A bit of curation

Over the weekend I spent some time messing with publications and merging author strings and made some progress but decided it wasn’t as much of a priority as shaking down the existing system by adding some more annotations.  So last night I added 7 more annotations from Aiken and Coyle’s 2000 Tetragnatha survey.  This added variety in behavior, taxonomy and anatomy as well as forcing me to confront the lack of vocabulary for substrates.  In particular there are annotations for prey handling and wrapping.  Since the paper doesn’t explicitly identify the prey involved, assuming anything beyond arthropod (which isn’t even 100% certain), it may be best to identify a term for prey from an ecological ontology (maybe something to pursue at the PCO workshop in Tucson I’ll be attending in two weeks).

I ran into a couple of minor problems, one of which appeared as a crash caused by a publication that had an empty string rather than a NULL in its database DOI field.  The more interesting fix was to add the code from pulling in parents and annotations from anatomy terms (I missed that in the first pass and just got lucky with the two anatomy terms I used).  This revealed itself when I loaded the OWL file into Protege and to see that ‘whole organism’ was no longer labeled (it appeared by its OBO identifier).  In retrospect this is a little strange, since ‘whole organism’ was one of two anatomy terms that were used with the first two annotations, however, adding the parent and annotation (e.g., rdfs:label) extraction seems to have resolved the problem.

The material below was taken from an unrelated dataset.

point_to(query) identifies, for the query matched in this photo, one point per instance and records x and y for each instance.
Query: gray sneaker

Yesterday I got a query on this blog about my use of the ELK reasoner.  I paid a bit more attention to what it was reporting last night.  It is currently run over the merge of all the support ontologies (which constitutes the import closure of the ontologies that actually get used in annotation) and allows querying of the subsuming (parent) classes and, in the case of taxonomy, the subsumed (child) classes.  These queries determine what will be pulled into the target, which is represented as a separate OWL ontology.  Now this fairly large collection of 11 ontologies cover a range of expressiveness from AL (what Protege calls the base attributive language) through to a number of ontologies that Protege reports as SIQ.  Apparently these are complex enough to cause ELK to complain, but ignore a number of axioms.  For the present purpose the reasoning is sufficient even if it may be incomplete.

What I haven’t done yet, and probably should, is run ELK across the generated target KB and see whether there are problems.  I noticed that running FACT++ within Protege did reduce the number of root concepts when I reviewed the output of OWLBuilder, so there is something to be gained.

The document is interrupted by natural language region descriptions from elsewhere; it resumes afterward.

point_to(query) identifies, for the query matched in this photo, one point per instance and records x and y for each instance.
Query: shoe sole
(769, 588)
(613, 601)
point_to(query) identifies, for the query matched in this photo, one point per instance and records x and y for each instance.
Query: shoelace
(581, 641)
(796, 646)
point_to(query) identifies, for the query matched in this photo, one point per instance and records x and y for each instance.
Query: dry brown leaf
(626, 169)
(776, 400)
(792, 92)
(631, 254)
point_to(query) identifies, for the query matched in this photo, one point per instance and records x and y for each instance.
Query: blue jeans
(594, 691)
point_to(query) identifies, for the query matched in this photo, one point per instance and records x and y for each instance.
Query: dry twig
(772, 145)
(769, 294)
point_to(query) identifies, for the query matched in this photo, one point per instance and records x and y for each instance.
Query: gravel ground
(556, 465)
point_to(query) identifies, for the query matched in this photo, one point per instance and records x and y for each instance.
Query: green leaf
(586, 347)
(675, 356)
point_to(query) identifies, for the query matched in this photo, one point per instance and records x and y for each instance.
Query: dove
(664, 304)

In any case, there are now short ethogram listings for the genera Tetragnatha and Deinopis, as well as some new annotations for T. straminea.  I’m not sure whether to tackle improved display for the ethogram table or try a behavior catalog (behavior hierarchy with taxon counts) or a anatomical catalog yet.

Also, the response time is starting to be noticable (generally 1.5-2 sec for ethogram queries).  It may be that speed will bump me up to the next AWS tier, while I had expected memory to be the constraint, but I’m not ready to make that move yet.  Stay tuned.

 

 

Advertisement

Playing with ELK (the reasoner)

It’s been a long slog the past few weeks.  I’ve been pulling IRI’s for taxon, anatomy, substrates (entities that aren’t part_of an actor) that are associated with participants in a behavior, as well as IRIs for behavior and publication for assertions.  Yesterday, I finally had all (at least most) of the pieces together – I was now ready to start matching term IRIs against the support ontologies and copying OWL ‘entities’ from the support ontologies into the target ontology that will become the OWL file that’s loaded onto the server.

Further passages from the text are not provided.